My true heroes are these actors who brought my show to life. They worked so hard. Our four poor carolers had to sing a shitload of really close, crunchy, four-part jazz harmonies. And the actors had to contend with the very heightened style and bizarre story, and yet deliver honest, real performances. What makes a show like this funny is the seriousness with which the actors play it. The more serious the characters are, the funnier the show gets. It works like Bat Boy, Urinetown, Cry-Baby, Spelling Bee, Head Over Heels, Yeast Nation, Little Shop, Rocky Horror, and so many other shows. It's my favorite style of musical. Had you already guessed that?

Also, as a dedicated and open pot smoker, I love that I've created a few new stoner Christmas carols. It's about time! Soon, "The Elves Get Stoned," "Have Another Toke and Have a Merry Christmas," and "Holy Rollin' Christmas" will all be classics, no doubt.

To my great surprise and delight, quite a few women came up to me after the show to tell me they wanted "Hoo-Hoo of Steel" t-shirts, after the song of the same name in the show. So we asked our graphic designer Matt Reedy to create a "Hoo-Hoo" logo (he created two!), we set them up, and we put them on sale.
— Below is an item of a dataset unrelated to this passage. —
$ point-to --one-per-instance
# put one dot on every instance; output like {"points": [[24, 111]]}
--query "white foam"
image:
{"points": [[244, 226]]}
Who knew my freaky, adult, stoner Christmas musical would spawn merch!

I'm so grateful to everyone who went on this wild ride with me, our intrepid orchestrator John Gerdes and the rest of the New Line Band, our techies and designers and staff. We brought some really talented new people into the New Line family with this show, and that's always cause for a Huzzah! or three. Musical theatre is my favorite art form but I can't make a musical alone; it only works when a bunch of people agree to go on the journey with me, trusting that I know where we're going. (I mostly do.)

After three years, I say goodbye to the Goodsons, their ghosts, and their carolers. I hope they'll be okay. It's been alternately terrifying and awesome. But I will miss these folks, particularly Uncle Hugh.

Now I'll sleep for a few weeks.

Long Live the Musical! And Happy Holidays!